191. The method according to claim 130, wherein the histamine receptor modulator comprises metapyrylene.
192. The method according to claim 130, wherein the histamine receptor modulator comprises tesmirifen.
193. The method according to claim 130, wherein the histamine receptor modulator comprises esmirtazapine.
194. The method according to claim 130, wherein the histamine receptor modulator includes SKF-91488.
195. The method according to claim 130, wherein the histamine receptor modulator comprises tranilast.
196. The method according to claim 130, wherein the histamine receptor modulator comprises chloropyramine.
197. The method according to claim 130, wherein the histamine receptor modulator comprises isotipendyl.
198. The method according to claim 130, wherein the histamine receptor modulator comprises methiaamide.
199. The method according to claim 130, wherein the histamine receptor modulator comprises roxatidine acetate.
200. The method according to claim 130, wherein the histamine receptor modulator comprises chlorphenoxamine.
201. The method according to claim 130, wherein the histamine receptor modulator comprises ozagrel.
202. The method according to claim 130, wherein the histamine receptor modulator comprises treforant.
203. The method according to claim 130, wherein the histamine receptor modulator comprises lafutidine.
204. The method according to claim 130, wherein the histamine receptor modulator comprises lavortidine.
205. The method according to claim 130, wherein the histamine receptor modulator comprises deptropin.
206. The method according to claim 130, wherein the histamine receptor modulator comprises vamipine.
207. The method according to claim 130, wherein the histamine receptor modulator comprises kifenadine.

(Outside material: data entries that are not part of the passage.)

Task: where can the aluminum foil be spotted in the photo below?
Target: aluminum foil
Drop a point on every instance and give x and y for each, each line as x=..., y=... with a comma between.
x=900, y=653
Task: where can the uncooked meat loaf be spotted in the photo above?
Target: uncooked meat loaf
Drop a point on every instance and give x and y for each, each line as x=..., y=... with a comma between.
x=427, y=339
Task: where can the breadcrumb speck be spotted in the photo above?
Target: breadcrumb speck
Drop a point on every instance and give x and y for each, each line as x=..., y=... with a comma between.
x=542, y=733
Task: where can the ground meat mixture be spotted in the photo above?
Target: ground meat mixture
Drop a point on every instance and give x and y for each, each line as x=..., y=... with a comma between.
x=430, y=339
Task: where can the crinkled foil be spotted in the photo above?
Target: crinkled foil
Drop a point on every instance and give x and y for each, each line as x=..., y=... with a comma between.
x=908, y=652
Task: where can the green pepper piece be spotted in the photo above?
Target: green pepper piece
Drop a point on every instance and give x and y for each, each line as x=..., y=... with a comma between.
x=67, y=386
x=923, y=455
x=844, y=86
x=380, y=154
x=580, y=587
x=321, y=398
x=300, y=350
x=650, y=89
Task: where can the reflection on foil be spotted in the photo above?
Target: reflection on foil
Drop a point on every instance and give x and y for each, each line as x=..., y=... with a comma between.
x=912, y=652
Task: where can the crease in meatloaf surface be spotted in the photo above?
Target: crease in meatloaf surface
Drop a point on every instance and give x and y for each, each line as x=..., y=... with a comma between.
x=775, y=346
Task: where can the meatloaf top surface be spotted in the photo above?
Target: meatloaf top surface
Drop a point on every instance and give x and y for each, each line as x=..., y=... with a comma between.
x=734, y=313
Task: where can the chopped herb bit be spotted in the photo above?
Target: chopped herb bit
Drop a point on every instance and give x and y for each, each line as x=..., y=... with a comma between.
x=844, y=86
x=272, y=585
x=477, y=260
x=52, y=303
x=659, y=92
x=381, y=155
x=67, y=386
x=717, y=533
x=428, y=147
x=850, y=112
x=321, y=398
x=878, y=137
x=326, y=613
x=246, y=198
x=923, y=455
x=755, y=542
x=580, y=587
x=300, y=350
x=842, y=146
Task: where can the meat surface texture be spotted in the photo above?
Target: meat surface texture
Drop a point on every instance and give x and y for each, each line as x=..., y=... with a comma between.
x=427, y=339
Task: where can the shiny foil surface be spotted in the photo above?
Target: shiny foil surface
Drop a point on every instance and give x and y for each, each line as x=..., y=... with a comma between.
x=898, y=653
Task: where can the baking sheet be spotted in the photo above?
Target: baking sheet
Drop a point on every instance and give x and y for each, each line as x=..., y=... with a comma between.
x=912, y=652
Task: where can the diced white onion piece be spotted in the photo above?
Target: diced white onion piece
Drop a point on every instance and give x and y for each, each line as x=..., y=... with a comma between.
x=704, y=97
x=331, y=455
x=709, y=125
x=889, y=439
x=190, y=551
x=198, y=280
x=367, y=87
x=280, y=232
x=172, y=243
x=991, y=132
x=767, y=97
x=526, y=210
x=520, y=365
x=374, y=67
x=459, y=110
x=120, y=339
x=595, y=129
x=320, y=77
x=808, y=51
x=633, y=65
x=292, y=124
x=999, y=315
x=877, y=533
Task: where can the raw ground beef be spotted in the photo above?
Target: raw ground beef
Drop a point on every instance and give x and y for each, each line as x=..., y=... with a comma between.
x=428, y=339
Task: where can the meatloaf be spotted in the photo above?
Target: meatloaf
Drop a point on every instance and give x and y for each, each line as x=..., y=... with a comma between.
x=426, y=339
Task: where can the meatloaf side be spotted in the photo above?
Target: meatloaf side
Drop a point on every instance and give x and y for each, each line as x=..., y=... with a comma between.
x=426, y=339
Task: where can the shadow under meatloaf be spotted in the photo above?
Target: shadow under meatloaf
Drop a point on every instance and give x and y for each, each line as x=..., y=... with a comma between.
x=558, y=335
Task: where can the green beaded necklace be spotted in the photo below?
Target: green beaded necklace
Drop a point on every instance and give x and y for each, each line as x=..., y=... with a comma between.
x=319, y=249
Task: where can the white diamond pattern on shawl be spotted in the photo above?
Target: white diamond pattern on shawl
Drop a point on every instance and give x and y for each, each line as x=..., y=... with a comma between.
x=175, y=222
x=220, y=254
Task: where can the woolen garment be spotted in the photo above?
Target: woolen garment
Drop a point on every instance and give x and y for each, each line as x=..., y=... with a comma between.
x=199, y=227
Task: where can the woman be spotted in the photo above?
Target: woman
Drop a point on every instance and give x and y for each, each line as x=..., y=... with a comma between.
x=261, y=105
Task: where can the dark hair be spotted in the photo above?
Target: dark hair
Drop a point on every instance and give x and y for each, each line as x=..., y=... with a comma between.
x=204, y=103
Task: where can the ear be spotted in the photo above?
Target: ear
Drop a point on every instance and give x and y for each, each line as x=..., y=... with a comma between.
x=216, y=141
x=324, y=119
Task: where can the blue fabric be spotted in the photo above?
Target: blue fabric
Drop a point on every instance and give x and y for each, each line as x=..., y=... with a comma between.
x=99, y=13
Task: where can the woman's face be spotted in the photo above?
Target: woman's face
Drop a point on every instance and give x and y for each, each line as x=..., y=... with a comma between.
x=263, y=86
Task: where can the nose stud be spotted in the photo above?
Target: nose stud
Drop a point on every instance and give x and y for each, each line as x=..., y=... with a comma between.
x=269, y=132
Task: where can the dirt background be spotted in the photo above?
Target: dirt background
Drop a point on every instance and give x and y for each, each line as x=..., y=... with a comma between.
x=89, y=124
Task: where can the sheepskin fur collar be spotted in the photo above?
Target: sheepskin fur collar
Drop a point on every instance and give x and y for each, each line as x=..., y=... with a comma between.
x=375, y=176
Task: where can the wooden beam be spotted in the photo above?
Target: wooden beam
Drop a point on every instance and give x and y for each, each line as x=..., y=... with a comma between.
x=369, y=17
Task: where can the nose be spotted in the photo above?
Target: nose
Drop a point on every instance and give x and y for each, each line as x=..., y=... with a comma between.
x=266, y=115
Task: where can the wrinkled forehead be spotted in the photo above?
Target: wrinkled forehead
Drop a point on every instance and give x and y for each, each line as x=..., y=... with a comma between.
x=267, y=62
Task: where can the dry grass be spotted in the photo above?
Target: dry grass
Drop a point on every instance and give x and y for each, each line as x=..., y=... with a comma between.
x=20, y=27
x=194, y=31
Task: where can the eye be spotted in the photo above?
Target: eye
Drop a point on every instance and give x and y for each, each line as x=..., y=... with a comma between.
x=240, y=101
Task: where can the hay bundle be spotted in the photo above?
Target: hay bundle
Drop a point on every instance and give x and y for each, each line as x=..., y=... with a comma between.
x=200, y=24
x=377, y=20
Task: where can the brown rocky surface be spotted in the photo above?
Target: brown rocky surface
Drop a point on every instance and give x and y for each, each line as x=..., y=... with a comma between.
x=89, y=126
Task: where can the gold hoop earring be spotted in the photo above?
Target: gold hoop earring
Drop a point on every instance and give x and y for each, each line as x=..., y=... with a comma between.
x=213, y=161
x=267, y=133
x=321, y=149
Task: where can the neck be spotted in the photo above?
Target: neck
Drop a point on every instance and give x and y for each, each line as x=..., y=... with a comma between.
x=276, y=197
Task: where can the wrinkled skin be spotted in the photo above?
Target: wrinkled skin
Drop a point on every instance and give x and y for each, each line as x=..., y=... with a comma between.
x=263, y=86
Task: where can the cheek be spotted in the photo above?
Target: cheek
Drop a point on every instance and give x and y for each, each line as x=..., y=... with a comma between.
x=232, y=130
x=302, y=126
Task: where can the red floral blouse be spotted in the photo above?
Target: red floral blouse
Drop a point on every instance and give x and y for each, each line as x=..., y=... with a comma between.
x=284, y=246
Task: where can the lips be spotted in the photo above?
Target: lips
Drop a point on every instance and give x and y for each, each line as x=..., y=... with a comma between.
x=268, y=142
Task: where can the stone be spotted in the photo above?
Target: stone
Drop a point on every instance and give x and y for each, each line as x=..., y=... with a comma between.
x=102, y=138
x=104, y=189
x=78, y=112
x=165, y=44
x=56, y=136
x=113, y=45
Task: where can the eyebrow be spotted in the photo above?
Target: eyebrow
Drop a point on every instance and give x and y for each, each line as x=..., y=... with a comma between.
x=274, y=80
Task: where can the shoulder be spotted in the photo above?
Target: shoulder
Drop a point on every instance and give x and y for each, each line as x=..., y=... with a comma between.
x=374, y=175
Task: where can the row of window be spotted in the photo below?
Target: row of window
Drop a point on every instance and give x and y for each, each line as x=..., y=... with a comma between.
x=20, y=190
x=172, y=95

208. The method according to claim 130, wherein the histamine receptor modulator includes a histamine receptor antagonist.
209. The method according to claim 208, wherein the histamine receptor antagonist comprises famotidine.
210. The method according to claim 208, wherein the histamine receptor antagonist comprises cimetidine.
211. The method according to claim 208, wherein the histamine receptor antagonist comprises nizatidine.
212. The method according to claim 130, wherein the SIP regulatory factor includes GSK239512.
213. The method according to claim 130, wherein the SIP regulator comprises siponimod.
214. The method according to claim 130, wherein the SIP regulator includes ponesimod.
215. The method according to claim 119, wherein the phosphodiesterase inhibitor comprises one or more members selected from the group consisting of sildenafil, vardenafil, tadalafil, avanafil, cilostazol, dipyridamole, milrinone, amrinone, roflumilast, apremilast, crisabolol, rolipram, or theobromine.